Por supuesto que la pareja se mantuvo al margen de la entrevista. Jovellanos y Twiss aguardaron en un callejón frente a la casa de Horcajo, muy temprano, cuando había cierta seguridad de encontrar al médico díscolo en algún lugar. Un perro tan grande como un ternero recibió a Morico en la puerta de la casa, dándole un susto de muerte. A continuación Horcajo hizo pasar al hombrecillo y cerró la puerta. Puesto que él y Morico se conocían de antiguo, la pareja esperaba que tan inesperada visita no levantase más suspicacias de las razonables en un hombre educado.

Al cabo de poco más de quince minutos, vieron salir del domicilio de Horcajo a un muy nervioso y lívido Morico. La primera impresión que les suscitó fue que las incontinentes emociones de aquel hombre le habían traicionado. Sin embargo, a pesar de su temblor y del sudor que bajaba por sus sienes, Morico parecía estar satisfecho de lo que había sucedido en el interior de aquella casa. Se acercó a ellos y, los tres juntos ya, se alejaron de la vecindad. Pasaron por delante de los dos soldados que vigilaban de día a Horcajo, sin saludarles.

Domingo Morico se explicó. Había seguido al pie de la letra las instrucciones que le habían impartido: presentarse en casa de Horcajo y ofrecerle un puesto de médico en el hospital de la Caridad, un puesto importante y tan remunerado que no podría rechazar sin confirmar sospechas.

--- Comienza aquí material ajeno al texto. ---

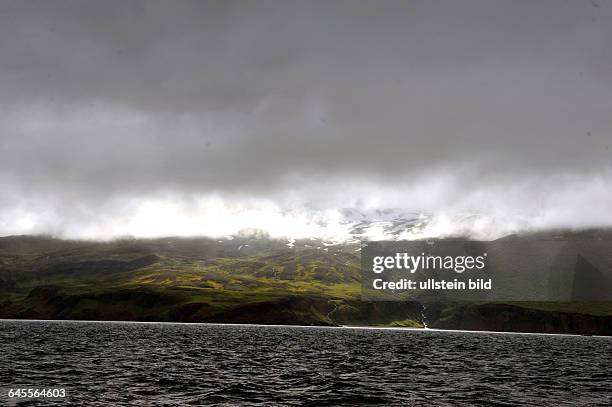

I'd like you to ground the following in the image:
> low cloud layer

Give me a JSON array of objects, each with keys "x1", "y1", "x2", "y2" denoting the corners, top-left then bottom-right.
[{"x1": 0, "y1": 0, "x2": 612, "y2": 238}]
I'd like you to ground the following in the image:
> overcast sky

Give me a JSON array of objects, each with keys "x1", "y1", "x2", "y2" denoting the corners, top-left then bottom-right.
[{"x1": 0, "y1": 0, "x2": 612, "y2": 238}]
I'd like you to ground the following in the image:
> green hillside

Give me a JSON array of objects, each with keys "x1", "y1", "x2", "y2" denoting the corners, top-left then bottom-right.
[{"x1": 0, "y1": 236, "x2": 612, "y2": 333}]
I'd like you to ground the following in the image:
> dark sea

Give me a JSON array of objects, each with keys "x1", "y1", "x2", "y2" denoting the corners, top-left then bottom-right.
[{"x1": 0, "y1": 321, "x2": 612, "y2": 406}]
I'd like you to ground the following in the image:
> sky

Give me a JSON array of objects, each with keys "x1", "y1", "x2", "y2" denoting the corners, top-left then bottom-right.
[{"x1": 0, "y1": 0, "x2": 612, "y2": 239}]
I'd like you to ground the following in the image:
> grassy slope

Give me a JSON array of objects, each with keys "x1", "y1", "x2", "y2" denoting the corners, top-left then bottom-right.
[
  {"x1": 0, "y1": 237, "x2": 419, "y2": 325},
  {"x1": 0, "y1": 237, "x2": 612, "y2": 332}
]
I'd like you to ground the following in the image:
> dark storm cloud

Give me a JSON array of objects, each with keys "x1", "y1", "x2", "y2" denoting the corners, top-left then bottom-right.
[{"x1": 0, "y1": 0, "x2": 612, "y2": 237}]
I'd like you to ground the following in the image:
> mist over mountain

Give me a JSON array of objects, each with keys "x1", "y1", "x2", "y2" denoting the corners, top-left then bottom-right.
[{"x1": 0, "y1": 0, "x2": 612, "y2": 240}]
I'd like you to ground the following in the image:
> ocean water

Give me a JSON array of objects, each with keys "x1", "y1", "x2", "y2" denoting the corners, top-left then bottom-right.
[{"x1": 0, "y1": 321, "x2": 612, "y2": 406}]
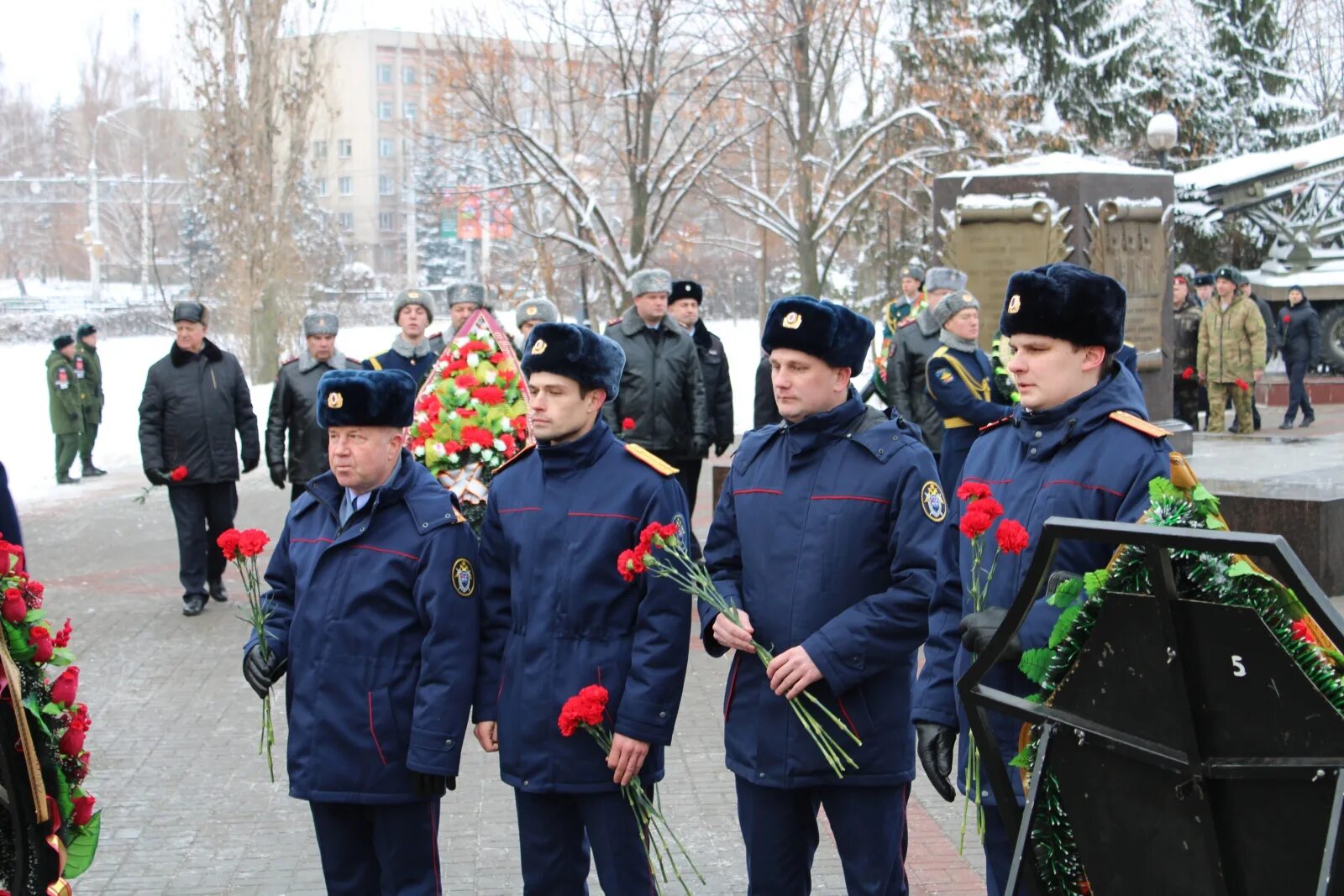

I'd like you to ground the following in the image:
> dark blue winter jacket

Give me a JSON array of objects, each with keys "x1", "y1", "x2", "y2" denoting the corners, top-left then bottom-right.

—Llevaba razón el señor Twiss —comentó Morico—. Ha rechazado un puesto mejor pagado que una cátedra en Salamanca. Lo que significa que espera que su porvenir sea más venturoso todavía por medio de lo que nos tememos.

—Bien... Pero no podemos estar seguros al ciento por ciento por tan solo eso —comentó Jovellanos en medio del trío—. A cualquiera pondría en guardia una oferta tal. Tanto más si proviene de alguien como usted, Morico, perdóneme, alguien bastante
raro.
Horcajo no debe ignorar que trabaja para la Audiencia, a mi lado. ¿Ha comentado algo al respecto?

Morico se adelantó a sus acompañantes con pasos cortos y veloces, y fue explicándoles así, de soslayo y por delante, con una expresión granujienta.

—Por supuesto... Pero no por su propia iniciativa, cosa que le hubiese salvado ya que era lo más natural, sino que yo he tenido que sacar a colación el tema. Me he hecho el despistado, el
raro
como usted dice. Siguiendo las instrucciones del señor Twiss, he dejado caer que el Alcalde del Crimen sospecha de un depravado sexual como autor de los asesinatos, posición que he apoyado con una alambicada tesis doctoral referente a que un monstruo de esa catadura solo puede pertenecer a la alta nobleza. —Morico rió igual que un niño—. ¡Y ese iluso me ha dado la razón...! Y además, como había previsto Twiss, a continuación me ha dejado entreabierta la posibilidad de aceptar el puesto si circunstancias innominadas se lo permiten. ¡Como si de esa forma me estuviese dando las gracias por despejarle el temor a que el verdadero sentido de los asesinatos estuviese siendo investigado!